Liza Lou, Pyrocumulus (2018), All images via Lehmann Maupin.
Now through October 27th, Lehmann Maupin will host Liza Lou: Classification and Nomenclature of Clouds as its inaugural exhibition of the gallery’s new West 24th Street location. The show continues at the gallery’s West 22nd Street location, in which a room is dedicated to works from Lou’s Terra series. This is the artist’s first exhibition in New York City in over a decade, and includes works of painting, sculpture, drawing, and video.
Since her presentation of Kitchen at the New Museum in 1996, Liza Lou’s work has been pushing the boundaries between art and craft, sculpture and performance. For example, this is life-size replica of a kitchen, now in the collection of the Whitney Museum of American Art, is constructed entirely of beads. Continuing in this vein, Lou has since explored scenes from everyday life, replicating yards, trailers, and fences in her room-sized tableaux. Her more recent abstract sculptures and wall reliefs maintain an investment in representing work and practice through themes of process, labor, and beauty.
Liza Lou, The Clouds (2015-18)
In this work, the artist focuses on an exploration of the way that space is shaped in the elements and structures we encounter on a daily basis. The Clouds (2015-2018) is a monumentally scaled work recently exhibited in the 21st Biennale of Sydney. For this work, Lou observed daily atmospheric phenomena in the two cities where she divides her time: Durban, South Africa and Los Angeles.
Stretching 50 feet wide by 23 feet tall, The Clouds consists of 600 hand-sewn beaded cloths. Lou then paints and partially smashes the beads with a hammer, revealing a paint-stained network of thread beneath. This interplay between cloth, thread, and beads appears in the other works in the exhibition as well and highlights the themes of nebulousness and transformation that undergird this show.
Liza Lou, Classification and Nomenclature of Clouds (Installation View)
Nacreous is made from layers of woven cloths on which beads were painted then crushed away on painted forms, creating a hazy, sfumato effect. The processes of discoloration, layering, and staining are all integral to many of these painted sculptural forms. The exhibition also features a series of wall reliefs. In these, Lou transcends the uniformity of glass beads, her chosen material, after developing a technique that uses spheres of varying sizes sewn together in cell-like structures.
Liza Lou, The Clouds (2015-18)
Liza Lou, Classification and Nomenclature of Clouds (Installation View)

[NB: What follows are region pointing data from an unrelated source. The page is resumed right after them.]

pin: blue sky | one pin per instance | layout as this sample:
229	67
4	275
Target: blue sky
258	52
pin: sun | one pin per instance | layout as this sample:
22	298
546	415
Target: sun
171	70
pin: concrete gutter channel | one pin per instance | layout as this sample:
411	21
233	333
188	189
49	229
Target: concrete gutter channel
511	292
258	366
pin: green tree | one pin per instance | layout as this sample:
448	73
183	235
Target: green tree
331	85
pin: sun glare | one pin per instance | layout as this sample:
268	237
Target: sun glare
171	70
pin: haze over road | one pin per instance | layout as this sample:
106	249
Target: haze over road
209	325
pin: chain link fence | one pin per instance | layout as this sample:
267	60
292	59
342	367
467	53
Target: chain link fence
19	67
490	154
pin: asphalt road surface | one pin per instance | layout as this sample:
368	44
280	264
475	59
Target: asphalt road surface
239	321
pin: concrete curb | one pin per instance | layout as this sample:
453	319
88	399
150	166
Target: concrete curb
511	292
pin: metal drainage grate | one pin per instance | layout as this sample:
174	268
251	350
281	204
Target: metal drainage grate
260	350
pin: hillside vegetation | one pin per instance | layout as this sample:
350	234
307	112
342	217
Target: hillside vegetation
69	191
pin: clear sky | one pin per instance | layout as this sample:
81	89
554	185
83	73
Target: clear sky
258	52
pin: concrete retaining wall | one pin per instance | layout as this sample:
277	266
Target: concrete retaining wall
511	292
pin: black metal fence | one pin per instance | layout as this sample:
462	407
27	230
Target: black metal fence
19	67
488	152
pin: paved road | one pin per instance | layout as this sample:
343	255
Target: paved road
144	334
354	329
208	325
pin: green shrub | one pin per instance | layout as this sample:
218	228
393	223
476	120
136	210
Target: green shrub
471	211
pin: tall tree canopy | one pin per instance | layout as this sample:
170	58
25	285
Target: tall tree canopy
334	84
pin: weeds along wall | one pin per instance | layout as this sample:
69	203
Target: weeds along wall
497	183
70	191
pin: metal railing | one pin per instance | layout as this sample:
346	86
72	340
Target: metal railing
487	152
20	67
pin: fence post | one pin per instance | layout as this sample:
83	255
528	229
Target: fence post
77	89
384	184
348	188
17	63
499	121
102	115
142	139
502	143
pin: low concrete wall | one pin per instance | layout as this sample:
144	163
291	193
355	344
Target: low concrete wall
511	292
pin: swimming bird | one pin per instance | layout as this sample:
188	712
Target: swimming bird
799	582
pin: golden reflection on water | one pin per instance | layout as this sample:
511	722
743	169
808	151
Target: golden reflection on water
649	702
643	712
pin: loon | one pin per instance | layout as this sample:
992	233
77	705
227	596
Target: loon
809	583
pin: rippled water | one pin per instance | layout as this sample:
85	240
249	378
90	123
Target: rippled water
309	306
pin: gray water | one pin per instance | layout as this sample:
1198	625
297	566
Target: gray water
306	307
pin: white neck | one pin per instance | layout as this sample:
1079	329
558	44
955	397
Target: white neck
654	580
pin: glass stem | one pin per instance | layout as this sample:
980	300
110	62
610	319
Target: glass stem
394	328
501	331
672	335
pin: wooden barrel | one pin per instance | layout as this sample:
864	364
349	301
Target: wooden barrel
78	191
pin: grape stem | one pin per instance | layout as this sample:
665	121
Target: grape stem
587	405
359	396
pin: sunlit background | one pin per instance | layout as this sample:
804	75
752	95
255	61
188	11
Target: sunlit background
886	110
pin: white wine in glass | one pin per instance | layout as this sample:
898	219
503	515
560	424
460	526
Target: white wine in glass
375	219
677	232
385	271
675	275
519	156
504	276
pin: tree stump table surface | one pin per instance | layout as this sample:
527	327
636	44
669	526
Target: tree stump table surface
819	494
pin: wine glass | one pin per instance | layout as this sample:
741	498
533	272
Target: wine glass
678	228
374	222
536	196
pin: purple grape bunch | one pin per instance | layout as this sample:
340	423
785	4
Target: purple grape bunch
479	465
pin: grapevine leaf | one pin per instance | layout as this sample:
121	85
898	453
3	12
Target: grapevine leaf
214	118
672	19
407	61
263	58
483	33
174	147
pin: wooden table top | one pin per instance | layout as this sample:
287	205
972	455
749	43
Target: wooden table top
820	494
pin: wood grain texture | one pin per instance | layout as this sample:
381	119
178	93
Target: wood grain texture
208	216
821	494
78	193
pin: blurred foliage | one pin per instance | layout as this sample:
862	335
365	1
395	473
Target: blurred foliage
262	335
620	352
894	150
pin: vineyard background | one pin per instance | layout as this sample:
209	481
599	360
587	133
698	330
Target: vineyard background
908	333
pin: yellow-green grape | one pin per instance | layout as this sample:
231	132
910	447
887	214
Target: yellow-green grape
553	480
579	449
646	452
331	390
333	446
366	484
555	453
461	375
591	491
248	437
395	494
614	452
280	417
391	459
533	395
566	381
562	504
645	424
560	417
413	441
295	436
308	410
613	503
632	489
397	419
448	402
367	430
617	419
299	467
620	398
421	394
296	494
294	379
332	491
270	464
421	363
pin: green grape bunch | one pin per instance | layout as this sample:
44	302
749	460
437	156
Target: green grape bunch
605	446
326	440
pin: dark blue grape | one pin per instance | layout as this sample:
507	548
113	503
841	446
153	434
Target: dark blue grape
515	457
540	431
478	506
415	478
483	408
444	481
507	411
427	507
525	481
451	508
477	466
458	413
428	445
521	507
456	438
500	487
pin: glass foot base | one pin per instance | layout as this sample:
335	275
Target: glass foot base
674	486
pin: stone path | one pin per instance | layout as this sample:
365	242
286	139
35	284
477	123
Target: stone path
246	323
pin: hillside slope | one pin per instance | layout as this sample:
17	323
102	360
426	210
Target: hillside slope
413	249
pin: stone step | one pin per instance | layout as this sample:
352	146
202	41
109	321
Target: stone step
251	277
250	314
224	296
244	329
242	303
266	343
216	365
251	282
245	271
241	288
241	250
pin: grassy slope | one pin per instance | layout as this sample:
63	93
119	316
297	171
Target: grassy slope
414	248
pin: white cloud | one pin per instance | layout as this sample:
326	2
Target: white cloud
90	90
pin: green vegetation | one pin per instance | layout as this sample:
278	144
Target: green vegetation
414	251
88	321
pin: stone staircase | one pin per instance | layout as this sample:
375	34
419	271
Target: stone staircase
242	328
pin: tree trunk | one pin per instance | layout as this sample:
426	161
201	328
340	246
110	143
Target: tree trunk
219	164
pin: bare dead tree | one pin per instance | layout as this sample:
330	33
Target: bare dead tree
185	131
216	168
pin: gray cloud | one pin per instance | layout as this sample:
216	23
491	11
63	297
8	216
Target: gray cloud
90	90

Finally, the exhibition also includes large-scale examples of the artist’s drawing practice. Because she considers the canvases upon which she draws to be instruments, as she makes a mark upon them Lou utters an audible sound, ranging from drones to whoops and groans. The video Drawing Instrument (2018) is on view on the lower-level gallery of Lehmann Maupin, and features layered recordings of the artist drawing and singing. The result is a complex and haunting audiovisual experience that further interrogates the relationship between mutability and definition at stake in this impressive show.